Melba's Jammin' wrote:
> In article . com>,
> mm > wrote:
>
>> I have the following pasta
>>
>> - a 17.6 oz of RAO'S HOMEMADE TRE-COLORI FARFELLE
>> - a 12 oz GOLDEN GRAIN PENNE RIAGTE
>> - a 12 oz Traders Joe's Garlic basil ROTELLE
>>
>> I want a simplest recipe for each the above pasta, preferably with
>> some meat (easy to cook version for the meat too).
Never fails, for one serving:
30 g any kind of bacon, diced
1/2 onion chopped
olive oil
100 g tinned tomato, diced
30 g freshly grate parmesan or other cheese
Cook from 65 to 100 g dry pasta in lots of boiling water.
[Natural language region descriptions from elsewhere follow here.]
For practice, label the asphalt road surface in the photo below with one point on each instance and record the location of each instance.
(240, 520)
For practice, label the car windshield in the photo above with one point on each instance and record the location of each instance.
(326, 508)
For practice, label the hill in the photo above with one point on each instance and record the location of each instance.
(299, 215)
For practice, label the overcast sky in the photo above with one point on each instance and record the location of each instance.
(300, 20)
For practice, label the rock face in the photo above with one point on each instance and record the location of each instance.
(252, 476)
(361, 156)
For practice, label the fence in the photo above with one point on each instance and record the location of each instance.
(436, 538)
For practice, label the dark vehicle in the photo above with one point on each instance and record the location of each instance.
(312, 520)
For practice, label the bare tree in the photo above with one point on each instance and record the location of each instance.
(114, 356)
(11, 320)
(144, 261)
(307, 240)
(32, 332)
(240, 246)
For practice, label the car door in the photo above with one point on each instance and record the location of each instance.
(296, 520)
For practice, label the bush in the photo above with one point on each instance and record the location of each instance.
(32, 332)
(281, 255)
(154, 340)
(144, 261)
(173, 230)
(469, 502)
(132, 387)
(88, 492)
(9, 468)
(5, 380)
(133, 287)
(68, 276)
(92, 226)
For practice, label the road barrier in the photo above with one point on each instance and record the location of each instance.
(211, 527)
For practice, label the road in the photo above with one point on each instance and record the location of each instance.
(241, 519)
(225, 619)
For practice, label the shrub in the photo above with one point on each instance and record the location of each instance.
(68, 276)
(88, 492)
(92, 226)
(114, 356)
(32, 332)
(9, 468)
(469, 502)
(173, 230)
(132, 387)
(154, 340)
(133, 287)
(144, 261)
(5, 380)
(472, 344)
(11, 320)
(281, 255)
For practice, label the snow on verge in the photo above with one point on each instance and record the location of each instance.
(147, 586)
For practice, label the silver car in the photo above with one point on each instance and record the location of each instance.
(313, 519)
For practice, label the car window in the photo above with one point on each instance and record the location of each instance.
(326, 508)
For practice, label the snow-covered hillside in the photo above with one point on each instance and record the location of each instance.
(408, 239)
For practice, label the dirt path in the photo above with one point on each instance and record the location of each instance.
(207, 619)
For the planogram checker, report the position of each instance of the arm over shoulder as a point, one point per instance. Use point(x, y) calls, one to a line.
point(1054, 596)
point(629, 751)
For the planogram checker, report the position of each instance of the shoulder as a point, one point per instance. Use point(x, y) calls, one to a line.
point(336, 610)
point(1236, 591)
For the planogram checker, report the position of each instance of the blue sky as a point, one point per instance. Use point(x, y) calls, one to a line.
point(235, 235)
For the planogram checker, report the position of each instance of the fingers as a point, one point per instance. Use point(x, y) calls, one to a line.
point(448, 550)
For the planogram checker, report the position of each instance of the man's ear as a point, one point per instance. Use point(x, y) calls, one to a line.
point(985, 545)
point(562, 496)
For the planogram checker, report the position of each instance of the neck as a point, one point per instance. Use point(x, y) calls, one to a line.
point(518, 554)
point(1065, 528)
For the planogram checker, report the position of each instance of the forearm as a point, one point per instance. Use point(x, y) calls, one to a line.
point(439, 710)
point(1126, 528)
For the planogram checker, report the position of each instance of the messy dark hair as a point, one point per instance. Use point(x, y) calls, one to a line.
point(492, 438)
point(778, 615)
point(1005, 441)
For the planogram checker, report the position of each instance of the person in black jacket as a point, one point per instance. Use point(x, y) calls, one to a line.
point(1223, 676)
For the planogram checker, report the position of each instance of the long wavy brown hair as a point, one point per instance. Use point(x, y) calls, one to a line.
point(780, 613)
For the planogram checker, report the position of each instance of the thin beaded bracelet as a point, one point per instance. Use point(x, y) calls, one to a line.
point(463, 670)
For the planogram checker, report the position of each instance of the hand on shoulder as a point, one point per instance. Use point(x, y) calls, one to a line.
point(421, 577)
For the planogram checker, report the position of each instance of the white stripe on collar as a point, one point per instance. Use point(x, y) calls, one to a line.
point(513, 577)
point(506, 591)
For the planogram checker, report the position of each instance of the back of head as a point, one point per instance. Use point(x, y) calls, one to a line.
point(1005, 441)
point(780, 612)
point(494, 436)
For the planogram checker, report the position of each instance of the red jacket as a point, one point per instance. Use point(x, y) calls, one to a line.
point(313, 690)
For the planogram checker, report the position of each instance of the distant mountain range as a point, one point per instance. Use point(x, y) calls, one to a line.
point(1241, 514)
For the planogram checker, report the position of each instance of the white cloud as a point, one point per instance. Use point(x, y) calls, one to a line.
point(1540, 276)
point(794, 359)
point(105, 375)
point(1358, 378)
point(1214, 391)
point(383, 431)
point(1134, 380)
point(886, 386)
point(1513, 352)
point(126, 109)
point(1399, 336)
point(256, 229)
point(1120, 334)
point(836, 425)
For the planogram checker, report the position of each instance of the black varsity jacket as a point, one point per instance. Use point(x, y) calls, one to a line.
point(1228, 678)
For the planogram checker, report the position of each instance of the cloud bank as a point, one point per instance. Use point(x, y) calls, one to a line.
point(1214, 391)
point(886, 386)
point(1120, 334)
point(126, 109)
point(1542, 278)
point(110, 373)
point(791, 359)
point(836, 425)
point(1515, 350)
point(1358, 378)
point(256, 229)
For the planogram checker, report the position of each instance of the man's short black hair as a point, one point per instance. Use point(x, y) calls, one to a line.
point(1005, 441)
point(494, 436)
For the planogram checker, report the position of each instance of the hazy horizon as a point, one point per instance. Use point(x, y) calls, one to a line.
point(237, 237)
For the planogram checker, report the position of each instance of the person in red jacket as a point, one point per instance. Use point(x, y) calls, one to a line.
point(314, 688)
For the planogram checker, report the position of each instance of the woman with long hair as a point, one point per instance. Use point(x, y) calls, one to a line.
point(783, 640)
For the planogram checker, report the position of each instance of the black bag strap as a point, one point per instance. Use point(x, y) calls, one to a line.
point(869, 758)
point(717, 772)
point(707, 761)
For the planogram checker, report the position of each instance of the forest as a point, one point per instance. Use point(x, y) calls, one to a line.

When the pasta goes into the water, put the oil, bacon and onion in to
sauté. When the onion is transparent, add some of the pasta water and
just 2 minutes before the pasta will be cooked, add the tomato. Drain
cooked pasta, put it into the frying pan and toss for 30 seconds. Add
the grated cheese and toss, serve smoking hot immediately.
Works best with a pasta with a hole in it, like the penne.
There is a blog called Once Upon a Feast - Every Kitchen Tells Its Story
that has a weekly Presto Pasta Night feature in which pastas from around
the world are presented. It includes Asian recipes too.